Trade unions and resistance

That direct control also leads to one of the most important details of the book: industrial relations and the role of the unions. Privatisation was, of course, intended to make it much harder for unions to organise. In reality, what they did was adapt, and this book gives a genuinely good account of how the RMT (the majority blue-collar union) and ASLEF (the specialist drivers’ union) both rose to the challenge of the private railway far more effectively than anyone had expected. Part of the issue has simply been staffing. All the private companies have tried to save money by simply having fewer workers, but this has meant that those workers have developed much more effective industrial organisation as a direct consequence of the tightness of staffing and worker availability.

The author further explains that a direct consequence of the fact that rail is loss making, is that there is a constant desire from the top – starting with government – to try and save on the wage bill. Ultimately, the present dispute is the culmination of that situation: government is trying to cull jobs but disavow responsibility and say it is simply what the private companies need to do, despite all those companies operating under their de facto control.
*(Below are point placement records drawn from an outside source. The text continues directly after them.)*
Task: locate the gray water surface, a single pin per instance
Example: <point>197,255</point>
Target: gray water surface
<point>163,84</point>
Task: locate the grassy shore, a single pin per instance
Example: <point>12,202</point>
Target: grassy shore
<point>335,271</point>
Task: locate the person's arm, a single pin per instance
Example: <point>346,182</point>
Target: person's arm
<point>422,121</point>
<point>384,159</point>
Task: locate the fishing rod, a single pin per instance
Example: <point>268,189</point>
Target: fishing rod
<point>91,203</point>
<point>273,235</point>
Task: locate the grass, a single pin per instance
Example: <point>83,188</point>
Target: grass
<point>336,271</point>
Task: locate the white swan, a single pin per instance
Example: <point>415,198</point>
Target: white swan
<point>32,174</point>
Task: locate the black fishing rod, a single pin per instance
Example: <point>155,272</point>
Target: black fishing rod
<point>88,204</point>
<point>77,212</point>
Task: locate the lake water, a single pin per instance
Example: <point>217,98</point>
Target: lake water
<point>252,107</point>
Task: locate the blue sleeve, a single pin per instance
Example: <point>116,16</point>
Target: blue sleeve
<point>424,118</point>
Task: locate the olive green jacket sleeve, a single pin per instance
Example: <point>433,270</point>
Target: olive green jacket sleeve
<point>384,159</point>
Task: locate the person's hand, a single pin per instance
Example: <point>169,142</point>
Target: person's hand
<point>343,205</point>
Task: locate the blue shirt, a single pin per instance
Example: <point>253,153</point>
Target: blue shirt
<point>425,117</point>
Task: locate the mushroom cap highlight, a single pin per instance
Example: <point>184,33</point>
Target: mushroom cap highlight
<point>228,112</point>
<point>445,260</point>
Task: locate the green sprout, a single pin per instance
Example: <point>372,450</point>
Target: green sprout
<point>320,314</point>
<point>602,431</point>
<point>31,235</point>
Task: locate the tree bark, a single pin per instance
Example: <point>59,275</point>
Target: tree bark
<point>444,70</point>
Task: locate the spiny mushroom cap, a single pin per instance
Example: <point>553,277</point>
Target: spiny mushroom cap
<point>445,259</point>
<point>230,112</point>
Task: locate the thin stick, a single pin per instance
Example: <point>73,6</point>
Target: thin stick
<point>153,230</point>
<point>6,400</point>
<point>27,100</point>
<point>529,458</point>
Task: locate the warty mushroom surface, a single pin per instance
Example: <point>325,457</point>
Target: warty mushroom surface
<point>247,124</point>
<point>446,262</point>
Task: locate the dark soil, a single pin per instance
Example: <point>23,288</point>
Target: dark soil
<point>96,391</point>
Towards the book’s end, the author looks at some case studies of passenger activism, relating to the various issues of high fares, woeful reliability, and unjust ticket enforcement. He argues persuasively that alliances between organised groups of passengers and the unions are absolutely crucial to making real change happen. These parts are useful practically, and complement the good background the earlier sections provide. The issue of buses also comes up here, as although we tend to think of rail and buses as quite separate historically, the future is that these services will have to be increasingly joined-up.

Derailed is, in short, an indispensable read for anyone with even a passing interest in the railways, either as a passenger or member of staff. I hope that both unions and passengers’ groups take notice of it. It can inform the movement well for the next stages of the struggle to get the public-transport system we so urgently need.